Tevgera Azadi’nin açıklaması şöyle:

‘‘DAİŞ çetelerine karşı binlerce şehit verilerek Kürdistan’ın birçok alanı özgürleştirildi. Ancak daha sonra bu alanlar çok ucuz bir şekilde Irak ve Haşdi Şabi güçlerine teslim edildi. Bize göre arkalarında bir senaryo vardı. Bu da Kürtler arasında birlik olmaması ve iktidardaki Kürt partiler arasındaki çelişkilerden kaynaklıydı. Irak ve bölgenin geçtiği siyasi sürecin de okunmamasıyla da alakalıydı. 2005 Anayasası’na göre, Kürdistan Bölgesi, ekonomik, siyasi ve askeri Irak merkezi hükümete bağlı olmalıdır.

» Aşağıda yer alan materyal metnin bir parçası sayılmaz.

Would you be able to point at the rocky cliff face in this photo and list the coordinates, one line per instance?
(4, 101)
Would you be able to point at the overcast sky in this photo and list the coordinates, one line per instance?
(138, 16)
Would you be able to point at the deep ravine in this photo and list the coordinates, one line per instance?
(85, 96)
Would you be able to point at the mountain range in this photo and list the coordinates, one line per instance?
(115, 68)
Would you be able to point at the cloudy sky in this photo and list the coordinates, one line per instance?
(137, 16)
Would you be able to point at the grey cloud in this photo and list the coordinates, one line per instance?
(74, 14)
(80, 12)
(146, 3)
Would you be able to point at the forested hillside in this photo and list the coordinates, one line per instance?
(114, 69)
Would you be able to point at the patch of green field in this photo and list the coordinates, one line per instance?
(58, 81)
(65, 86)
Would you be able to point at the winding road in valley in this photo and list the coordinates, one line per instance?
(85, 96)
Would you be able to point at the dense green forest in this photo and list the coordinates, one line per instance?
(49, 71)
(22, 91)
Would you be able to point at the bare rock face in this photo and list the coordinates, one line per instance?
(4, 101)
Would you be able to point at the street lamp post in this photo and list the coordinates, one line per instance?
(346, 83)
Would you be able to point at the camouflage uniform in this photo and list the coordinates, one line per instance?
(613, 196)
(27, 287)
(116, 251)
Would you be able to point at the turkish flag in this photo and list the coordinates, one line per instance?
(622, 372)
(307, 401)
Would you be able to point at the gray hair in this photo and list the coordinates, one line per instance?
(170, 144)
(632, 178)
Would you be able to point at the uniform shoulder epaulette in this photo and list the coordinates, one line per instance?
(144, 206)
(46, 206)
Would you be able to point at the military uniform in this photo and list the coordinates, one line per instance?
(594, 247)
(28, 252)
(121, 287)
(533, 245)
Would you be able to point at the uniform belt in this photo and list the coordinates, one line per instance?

Irak, Kürdistan Bölgesi ve koalisyon güçleri yaptıkları anlaşmaya göre, Musul’un özgürleştirilmesinin ardından Kürt güçleri DAİŞ öncesi sınırlarına çekilmeli.

25 Eylül referandumu 16 Ekim olaylarının ortaya çıkmasına neden oldu. Olaylarda birçok şehit verildi, evler yakıldı, talan edildi, binlerce Kürt yerinden yurdundan göç etmek zorunda kaldı. Xurmatu’da ahlak dışı olaylar yaşandı. Bu bölgelerde güçleri olanlar Irak ve Haşdi Şabi’nin gelmesiyle aynı şekilde bu güçler içinde yer aldı.

Bize göre, hiçbir güç bu ilçeler için çözüm geliştiremez ve uygulayamazlar. Demokratik bir sistem içinde ve barışla, özgürlüklerle sorunlar çözülebilir. Bütün farklı etnik grupların hakları verilmelidir. Baskı ve zulümle çözüm geliştirilemez.

16 Ekim olaylarına sebebiyet verenler tespit edilip, cezalandırılmalıdır. Referandum bir senaryoydu ve 16 Ekim olayların yaşanmasına neden oldu. Herkesin bunu çok iyi bilmesi gerekir. O dönemde yapılan yanlışlar araştırılmalı, 16 Ekim’de yaşananlar açıklanmalıdır. Tüm bunlar güçler arasında bir anlaşma olduğu şüphelerini güçlendiriyor.”